LONG RUN... DEPUIS L'AGE DE SIX ANS
L'Opéra-Bastille croit en elle. La distribuera chaque année. Cette année-ci, déjà Zerline dans "Don Giovanni", Pamina dans "La flûte enchantée" (le cher Mozart), et...Gemmira dans "Eliogabalo": "Mon premier opéra baroque" Alors? Une moue: "Intéressant à faire. Mais (on lui avait aussi posé la question sur Richard Strauss et ses merveilleux rôles de femmes) je préfère le bel canto. Oui, le bel canto et l'opéra du XIXe siècle. Cela me procure plus de bonheur. Le reste? Not yet (Pas encore) Long run... (c'est un long parcours)"

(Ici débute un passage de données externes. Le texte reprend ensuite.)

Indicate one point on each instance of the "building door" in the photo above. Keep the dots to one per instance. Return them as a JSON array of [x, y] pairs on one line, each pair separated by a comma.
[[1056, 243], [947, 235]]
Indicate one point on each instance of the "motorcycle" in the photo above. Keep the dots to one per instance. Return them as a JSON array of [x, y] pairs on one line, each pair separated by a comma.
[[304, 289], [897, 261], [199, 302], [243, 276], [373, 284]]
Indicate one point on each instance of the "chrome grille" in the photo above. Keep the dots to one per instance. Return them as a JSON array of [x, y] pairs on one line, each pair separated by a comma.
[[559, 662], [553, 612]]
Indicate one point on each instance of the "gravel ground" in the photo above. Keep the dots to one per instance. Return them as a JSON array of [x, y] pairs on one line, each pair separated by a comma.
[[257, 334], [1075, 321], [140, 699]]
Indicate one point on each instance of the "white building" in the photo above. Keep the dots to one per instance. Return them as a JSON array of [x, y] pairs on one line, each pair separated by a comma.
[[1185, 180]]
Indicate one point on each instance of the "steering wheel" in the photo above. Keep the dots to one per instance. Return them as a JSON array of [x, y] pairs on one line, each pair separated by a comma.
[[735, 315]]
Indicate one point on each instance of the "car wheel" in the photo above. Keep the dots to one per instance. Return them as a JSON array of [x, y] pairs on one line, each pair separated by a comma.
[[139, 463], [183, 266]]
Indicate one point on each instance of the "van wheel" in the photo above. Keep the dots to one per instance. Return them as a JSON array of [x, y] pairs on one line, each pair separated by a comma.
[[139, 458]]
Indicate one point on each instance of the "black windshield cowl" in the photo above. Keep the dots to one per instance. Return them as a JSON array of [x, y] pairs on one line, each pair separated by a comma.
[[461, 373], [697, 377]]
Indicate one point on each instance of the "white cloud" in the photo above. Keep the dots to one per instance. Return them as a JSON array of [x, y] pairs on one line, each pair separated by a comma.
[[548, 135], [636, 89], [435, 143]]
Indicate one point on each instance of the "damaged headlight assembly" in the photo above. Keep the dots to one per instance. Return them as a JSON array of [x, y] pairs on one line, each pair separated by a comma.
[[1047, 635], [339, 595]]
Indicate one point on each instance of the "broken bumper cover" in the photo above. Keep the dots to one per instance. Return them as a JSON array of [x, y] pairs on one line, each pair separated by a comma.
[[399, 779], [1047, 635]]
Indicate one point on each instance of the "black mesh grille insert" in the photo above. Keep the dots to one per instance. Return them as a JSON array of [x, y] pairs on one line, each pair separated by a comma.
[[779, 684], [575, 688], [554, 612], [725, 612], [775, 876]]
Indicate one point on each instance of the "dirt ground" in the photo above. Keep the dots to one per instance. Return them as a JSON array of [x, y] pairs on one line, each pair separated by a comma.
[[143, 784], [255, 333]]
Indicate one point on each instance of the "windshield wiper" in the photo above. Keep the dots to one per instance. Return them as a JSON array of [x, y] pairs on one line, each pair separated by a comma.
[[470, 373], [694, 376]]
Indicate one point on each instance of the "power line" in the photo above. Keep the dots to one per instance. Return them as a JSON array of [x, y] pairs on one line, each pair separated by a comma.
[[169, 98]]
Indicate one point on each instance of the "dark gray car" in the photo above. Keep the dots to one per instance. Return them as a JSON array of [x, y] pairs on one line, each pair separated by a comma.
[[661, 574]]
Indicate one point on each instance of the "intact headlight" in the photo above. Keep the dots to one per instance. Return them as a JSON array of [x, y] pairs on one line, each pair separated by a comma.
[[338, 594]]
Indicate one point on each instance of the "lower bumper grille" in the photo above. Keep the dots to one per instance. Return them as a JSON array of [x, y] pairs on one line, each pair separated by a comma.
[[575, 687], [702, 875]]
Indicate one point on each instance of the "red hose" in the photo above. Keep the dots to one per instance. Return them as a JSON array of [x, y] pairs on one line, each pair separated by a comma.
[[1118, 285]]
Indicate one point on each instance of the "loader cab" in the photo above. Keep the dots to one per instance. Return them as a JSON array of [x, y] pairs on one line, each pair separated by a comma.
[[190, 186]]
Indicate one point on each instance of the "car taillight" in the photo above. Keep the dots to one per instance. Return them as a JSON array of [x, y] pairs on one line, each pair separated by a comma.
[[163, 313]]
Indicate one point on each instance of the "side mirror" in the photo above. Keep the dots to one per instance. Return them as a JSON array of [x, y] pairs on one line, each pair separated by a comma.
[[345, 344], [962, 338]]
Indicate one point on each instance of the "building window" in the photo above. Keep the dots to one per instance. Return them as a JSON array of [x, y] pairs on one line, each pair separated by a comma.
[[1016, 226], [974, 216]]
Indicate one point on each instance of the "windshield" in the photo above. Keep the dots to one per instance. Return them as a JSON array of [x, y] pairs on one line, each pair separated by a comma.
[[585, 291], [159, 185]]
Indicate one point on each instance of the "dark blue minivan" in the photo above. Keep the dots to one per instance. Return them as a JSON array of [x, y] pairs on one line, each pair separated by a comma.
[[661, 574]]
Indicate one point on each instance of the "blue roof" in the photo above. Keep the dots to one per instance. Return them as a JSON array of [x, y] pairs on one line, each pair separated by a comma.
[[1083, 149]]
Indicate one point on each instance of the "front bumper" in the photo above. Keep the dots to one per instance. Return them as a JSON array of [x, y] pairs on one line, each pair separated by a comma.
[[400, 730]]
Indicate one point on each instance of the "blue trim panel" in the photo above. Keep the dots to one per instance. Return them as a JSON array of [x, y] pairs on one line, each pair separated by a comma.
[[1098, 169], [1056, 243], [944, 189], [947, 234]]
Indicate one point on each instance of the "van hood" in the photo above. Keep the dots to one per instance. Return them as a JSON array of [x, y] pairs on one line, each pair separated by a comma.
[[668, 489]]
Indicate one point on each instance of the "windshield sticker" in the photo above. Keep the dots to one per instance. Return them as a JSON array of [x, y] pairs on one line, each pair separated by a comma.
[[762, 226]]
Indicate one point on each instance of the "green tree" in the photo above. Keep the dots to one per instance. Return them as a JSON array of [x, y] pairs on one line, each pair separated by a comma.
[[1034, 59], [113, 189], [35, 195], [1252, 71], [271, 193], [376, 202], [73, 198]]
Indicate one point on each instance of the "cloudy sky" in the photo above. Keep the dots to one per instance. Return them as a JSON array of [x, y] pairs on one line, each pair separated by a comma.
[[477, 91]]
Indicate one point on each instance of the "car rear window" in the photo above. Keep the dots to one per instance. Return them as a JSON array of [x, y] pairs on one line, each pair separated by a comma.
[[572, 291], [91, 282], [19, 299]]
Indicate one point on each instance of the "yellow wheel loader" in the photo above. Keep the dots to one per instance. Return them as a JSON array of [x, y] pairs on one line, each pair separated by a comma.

Et qui a commencé quand? "Très tôt. Dès six ans j'avais déjà de la voix. Des cours de chant à dix ans. Et mes parents me filmaient. Toutes les semaines. C'est incroyable, j'ai toutes les cassettes qui me permettent de voir ma progression de petite fille à pré-adolescente, entre six et treize-quatorze ans. Une expérience étrange, étonnante" Et sa voix de 14 ans? "Déjà formée. Formée très jeune. My body was aware" Comment traduire??? Sinon que cela explique qu'elle ait chanté le "O mio babbino caro" de Puccini à l'âge de 15 ans. La voix déjà là. Le reste? Le travail, la volonté, la réflexion.
La spontanéité et le contrôle.
MISE EN SCENE TROP COMPLEXE
Pour le reste on n'est définitivement pas convaincu par cette grande boîte en carton assez laide qui sert de cadre à la mise en scène: Rigoletto SDF qui revoit son histoire tragique des années plus tard, d'où le comédien qui double le chanteur pendant quasi tout l'opéra. On l'avoue, il a fallu qu'on lise des confrères pour le saisir et cela renvoie à ce que l'on s'évertue à écrire: ce que l'on aurait compris au théâtre, on ne cherche pas à le comprendre à l'opéra car à l'opéra on ne comprend pas, on ressent. Et l'on a bien ressenti les beaux costumes Renaissance (plus espagnols qu'italiens) au 1er acte, de mafieux élégants aux autres actes, même si l'on n'a pas compris non plus pourquoi ce fossé historique.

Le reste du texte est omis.